Set against the barren dramatic landscape of Samuel Beckett's "Waiting for Godot", humanity seems to exist with an interconnected, interdependent, and interchangeable set of relations. Early in the play Beckett introduces the tether as a central metaphor in order to explore the moral, social, and existential implications of this complex web of relations. Pozzo and Lucky are literally tied to one another. Though less tangible, Vladimir and Estragon are joined by an equally powerful emotional bond. Ultimately, even the relationship which defines the motion (or lack thereof) of the entire play, the connection between Godot and Vladimir and Estragon, is described as a form of bondage. Vladimir and Estragon admit that their fate is ultimately tied to the will of Godot.

At first glance, the rope looped around Lucky's neck and held by Pozzo delineates a fairly clear relationship of power: Pozzo is dominant and Lucky is submissive. While Pozzo does seem to revel in his position of authority, it becomes apparent that the relationship is more involved than it seems. Pozzo tries to explain that Lucky "wants to mollify me so that I'll give up the idea of parting with him" (I, 21). By enslaving himself to Pozzo's wishes, Lucky hopes to ensure the continuation of their relationship. While Pozzo is aware that he is being manipulated, he also states, "You can't drive such creatures away. The best thing to do would be to kill them" (I, 21). Yet all Pozzo's efforts to sever their tie are unsuccessful. In fact, when they reappear in Act II, the rope between the two has shortened and Pozzo is now blind. In a very real, very substantial manner Pozzo has become more dependent on Lucky. Their bond is thus simultaneously strengthened and convoluted.

Though their connection might lack a tangible symbol, the link between Vladimir and Estragon is no less real or complex. Beckett is able to place both pairs under the common roof of humanity.

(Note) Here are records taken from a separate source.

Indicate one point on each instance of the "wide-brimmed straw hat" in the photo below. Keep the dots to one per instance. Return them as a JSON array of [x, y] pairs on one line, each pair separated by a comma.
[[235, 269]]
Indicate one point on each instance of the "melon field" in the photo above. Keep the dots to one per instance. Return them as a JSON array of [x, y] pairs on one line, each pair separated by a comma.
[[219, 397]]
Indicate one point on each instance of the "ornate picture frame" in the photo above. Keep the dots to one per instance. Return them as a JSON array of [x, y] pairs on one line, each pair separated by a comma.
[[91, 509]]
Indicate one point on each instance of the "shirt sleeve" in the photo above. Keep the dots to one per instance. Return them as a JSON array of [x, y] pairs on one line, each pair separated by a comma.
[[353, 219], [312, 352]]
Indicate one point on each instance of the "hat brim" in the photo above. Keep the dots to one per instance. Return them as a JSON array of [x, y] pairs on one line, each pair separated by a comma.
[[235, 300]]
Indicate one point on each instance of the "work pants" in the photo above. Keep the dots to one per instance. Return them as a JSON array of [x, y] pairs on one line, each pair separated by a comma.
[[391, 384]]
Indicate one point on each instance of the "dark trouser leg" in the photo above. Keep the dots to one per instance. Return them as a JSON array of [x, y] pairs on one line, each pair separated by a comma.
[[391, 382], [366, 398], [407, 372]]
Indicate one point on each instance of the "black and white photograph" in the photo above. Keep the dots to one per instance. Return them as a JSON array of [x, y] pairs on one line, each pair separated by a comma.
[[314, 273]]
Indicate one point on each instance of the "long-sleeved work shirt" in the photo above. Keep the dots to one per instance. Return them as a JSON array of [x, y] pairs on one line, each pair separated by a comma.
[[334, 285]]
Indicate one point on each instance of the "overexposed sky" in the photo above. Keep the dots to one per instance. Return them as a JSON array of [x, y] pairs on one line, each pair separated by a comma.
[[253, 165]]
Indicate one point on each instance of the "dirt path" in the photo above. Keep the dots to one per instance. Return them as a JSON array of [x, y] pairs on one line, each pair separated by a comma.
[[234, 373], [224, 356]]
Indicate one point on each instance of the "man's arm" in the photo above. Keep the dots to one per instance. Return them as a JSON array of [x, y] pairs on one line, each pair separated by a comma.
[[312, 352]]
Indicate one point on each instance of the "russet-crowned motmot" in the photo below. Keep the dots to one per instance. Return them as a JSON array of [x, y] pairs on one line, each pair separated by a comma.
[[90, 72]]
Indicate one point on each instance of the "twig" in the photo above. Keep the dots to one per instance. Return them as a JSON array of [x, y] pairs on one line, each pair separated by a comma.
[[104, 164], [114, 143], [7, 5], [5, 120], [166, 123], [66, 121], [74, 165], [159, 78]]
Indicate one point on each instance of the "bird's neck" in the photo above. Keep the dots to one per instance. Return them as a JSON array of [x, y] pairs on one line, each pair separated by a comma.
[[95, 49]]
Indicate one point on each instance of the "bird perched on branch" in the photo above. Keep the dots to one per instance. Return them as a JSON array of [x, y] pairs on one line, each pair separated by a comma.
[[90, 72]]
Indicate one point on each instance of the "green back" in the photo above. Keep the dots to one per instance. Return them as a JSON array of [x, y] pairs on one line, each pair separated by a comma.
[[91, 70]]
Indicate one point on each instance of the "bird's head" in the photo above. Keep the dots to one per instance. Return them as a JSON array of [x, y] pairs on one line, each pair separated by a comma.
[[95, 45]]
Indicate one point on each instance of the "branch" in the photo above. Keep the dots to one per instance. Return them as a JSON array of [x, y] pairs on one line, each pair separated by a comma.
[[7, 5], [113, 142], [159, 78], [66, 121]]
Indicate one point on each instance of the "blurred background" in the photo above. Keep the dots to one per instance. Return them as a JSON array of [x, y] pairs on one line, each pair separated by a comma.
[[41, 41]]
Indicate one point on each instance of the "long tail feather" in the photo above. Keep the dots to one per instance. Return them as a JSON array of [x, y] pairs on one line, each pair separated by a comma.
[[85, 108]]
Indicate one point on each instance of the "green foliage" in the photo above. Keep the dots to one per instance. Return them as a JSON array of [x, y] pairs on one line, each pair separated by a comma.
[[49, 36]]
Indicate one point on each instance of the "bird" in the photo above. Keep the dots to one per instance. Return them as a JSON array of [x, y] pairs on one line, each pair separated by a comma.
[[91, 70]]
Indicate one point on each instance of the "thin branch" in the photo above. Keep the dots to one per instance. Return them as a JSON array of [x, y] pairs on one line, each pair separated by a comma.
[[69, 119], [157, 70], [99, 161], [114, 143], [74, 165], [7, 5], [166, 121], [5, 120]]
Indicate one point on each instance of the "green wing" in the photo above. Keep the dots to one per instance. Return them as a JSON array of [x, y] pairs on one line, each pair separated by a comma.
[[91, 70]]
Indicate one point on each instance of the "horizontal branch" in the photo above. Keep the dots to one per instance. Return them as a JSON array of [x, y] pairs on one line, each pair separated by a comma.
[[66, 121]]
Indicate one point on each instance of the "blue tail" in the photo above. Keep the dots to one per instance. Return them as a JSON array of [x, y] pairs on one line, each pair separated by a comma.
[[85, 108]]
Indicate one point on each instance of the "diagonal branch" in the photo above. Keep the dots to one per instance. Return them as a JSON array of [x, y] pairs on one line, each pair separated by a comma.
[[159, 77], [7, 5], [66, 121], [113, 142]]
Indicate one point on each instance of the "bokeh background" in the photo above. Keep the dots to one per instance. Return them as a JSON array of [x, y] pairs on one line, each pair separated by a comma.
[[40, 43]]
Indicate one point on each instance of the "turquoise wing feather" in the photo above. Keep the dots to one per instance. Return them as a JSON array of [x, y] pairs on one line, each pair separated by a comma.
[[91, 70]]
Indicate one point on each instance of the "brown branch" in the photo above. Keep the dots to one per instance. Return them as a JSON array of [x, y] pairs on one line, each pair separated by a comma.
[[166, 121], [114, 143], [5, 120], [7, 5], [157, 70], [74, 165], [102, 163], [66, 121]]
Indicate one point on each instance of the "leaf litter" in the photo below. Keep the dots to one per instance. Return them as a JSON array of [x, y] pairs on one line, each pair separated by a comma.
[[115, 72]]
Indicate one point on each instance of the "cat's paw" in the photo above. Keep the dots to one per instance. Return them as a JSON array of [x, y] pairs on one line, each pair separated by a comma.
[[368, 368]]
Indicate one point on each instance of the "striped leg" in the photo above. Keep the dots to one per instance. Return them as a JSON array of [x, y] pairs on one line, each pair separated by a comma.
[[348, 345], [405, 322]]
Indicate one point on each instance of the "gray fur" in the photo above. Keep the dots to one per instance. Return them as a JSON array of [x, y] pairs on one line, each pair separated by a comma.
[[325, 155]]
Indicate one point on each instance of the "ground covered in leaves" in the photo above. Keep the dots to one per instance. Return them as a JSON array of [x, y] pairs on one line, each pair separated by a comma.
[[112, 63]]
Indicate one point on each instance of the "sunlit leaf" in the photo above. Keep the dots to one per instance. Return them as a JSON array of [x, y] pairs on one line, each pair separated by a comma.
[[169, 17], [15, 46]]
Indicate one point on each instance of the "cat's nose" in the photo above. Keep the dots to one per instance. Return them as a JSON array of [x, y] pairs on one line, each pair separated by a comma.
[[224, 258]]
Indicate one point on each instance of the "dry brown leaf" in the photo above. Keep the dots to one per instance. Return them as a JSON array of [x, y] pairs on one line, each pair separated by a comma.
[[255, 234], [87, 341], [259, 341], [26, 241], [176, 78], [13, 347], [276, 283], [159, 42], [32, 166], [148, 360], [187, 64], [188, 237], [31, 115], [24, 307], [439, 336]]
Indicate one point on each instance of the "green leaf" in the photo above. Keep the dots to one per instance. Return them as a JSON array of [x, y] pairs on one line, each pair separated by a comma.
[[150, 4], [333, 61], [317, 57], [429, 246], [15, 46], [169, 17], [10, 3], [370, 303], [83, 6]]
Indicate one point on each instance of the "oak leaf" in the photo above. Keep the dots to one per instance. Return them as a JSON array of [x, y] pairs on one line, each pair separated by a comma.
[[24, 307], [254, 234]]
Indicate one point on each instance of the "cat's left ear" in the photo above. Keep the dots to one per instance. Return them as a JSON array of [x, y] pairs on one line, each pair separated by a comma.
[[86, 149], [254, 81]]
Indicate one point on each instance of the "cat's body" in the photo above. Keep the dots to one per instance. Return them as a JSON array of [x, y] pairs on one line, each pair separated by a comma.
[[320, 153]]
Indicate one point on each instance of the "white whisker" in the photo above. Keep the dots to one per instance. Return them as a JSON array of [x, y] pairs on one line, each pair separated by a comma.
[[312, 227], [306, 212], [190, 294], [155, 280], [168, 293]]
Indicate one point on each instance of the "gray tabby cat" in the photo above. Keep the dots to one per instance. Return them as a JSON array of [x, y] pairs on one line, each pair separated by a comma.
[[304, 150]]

Pozzo acknowledges that Vladimir and Estragon "are human beings none the less... of the same species as myself" (I, 15). Vladimir and Estragon seem to depend on one another at a more visceral and emotional level, however. There is both love and revulsion between them. Both realize that their relationship is an obstacle to individual happiness, and yet both become desperate at the thought of a solitary existence.